During 2003, the Board met ten times. Richard McNeel, who is based in the US and ceased to be a director with effect from 30 December 2003, was unable to attend three of the meetings and Michael Hartnall was unable to attend one meeting.
The Remuneration Committee held four meetings during the year, all of which were attended by all the members of the Committee. Peter Russell, the Director of Human Resources, was also present at all the meetings and a representative from New Bridge Street Consultants, who have been appointed advisors to the Committee, were in attendance at three meetings.
The Chairman of the Company held a meeting during the year with the other non-executive directors without the executive directors present.
The non-executive directors intend to hold at least one meeting in 2004 without the Chairman present to appraise the Chairman's performance.
Chairman and Chief Executive
The Company has both a Chairman and a Chief Executive. There is a clear division of responsibility which the Board has agreed and is set out in writing, a copy of which can be obtained from the Company website. The Chairman is responsible for running the Board which includes setting the style and tone in which the Board operates, providing a forum for constructive discussion and ensuring receipt of accurate, timely and clear information. The Chairman also ensures that an effective process of communication with the Company's shareholders takes place on a regular basis and that shareholder concerns are made known to all members of the Board. During the year the Company commissioned a comprehensive investor perception survey. This provided existing investors in the Company with the opportunity to comment on an unattributable, anonymous basis on a wide range of issues relating to the Company. The Chief Executive is responsible for the development of strategy, the running of the Group's businesses and reporting on their performance accurately to the Board. Major decisions have to be made by the Board as a whole and no one individual has unfettered powers of decision.
Board balance and independence
The Board comprises three executive and, including the Chairman, three non-executive directors all of whom are considered to be independent. Each director has a vote and no individual or small group of individuals dominates the Board's decision making.
Michael Hartnall has served on the Board of the Company or a subsidiary for eleven years but in all other respects is considered by the Board to be an independent non-executive director whose views and input into Board related decisions are highly valued. Michael Hartnall is the senior non-executive director who is available to shareholders if they have concerns which contact through the usual routes of Chairman, Chief Executive or Finance Director has failed to resolve. A schedule of the names and contact telephone numbers of all directors will be made available to shareholders.

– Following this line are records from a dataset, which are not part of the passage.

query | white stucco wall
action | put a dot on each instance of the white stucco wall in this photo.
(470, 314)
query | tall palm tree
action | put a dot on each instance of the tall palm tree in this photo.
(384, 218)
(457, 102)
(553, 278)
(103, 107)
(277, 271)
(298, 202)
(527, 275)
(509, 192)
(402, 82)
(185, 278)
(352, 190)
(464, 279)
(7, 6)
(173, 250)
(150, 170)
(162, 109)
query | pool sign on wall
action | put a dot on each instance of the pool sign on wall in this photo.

Only members of the Nomination, Audit and Remuneration Committees are entitled to attend such meetings and all other attendees, including the executive directors and advisors to such committees, may only attend by invitation.

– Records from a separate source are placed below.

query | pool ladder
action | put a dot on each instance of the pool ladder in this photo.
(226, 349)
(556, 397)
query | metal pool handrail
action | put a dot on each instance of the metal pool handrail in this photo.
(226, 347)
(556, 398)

Jonathan Fry, who is Chairman of the Company, is also Chairman of the Nomination and Remuneration Committees but is not a member of the Audit Committee. Michael Hartnall is Chairman of the Audit Committee and a member of the Nomination and Remuneration Committees. Edward Wilson, the other non-executive director, is a member of all three Committees.The Chief Executive is a member of the Nomination Committee.The other two executive directors are not members of any of the Committees.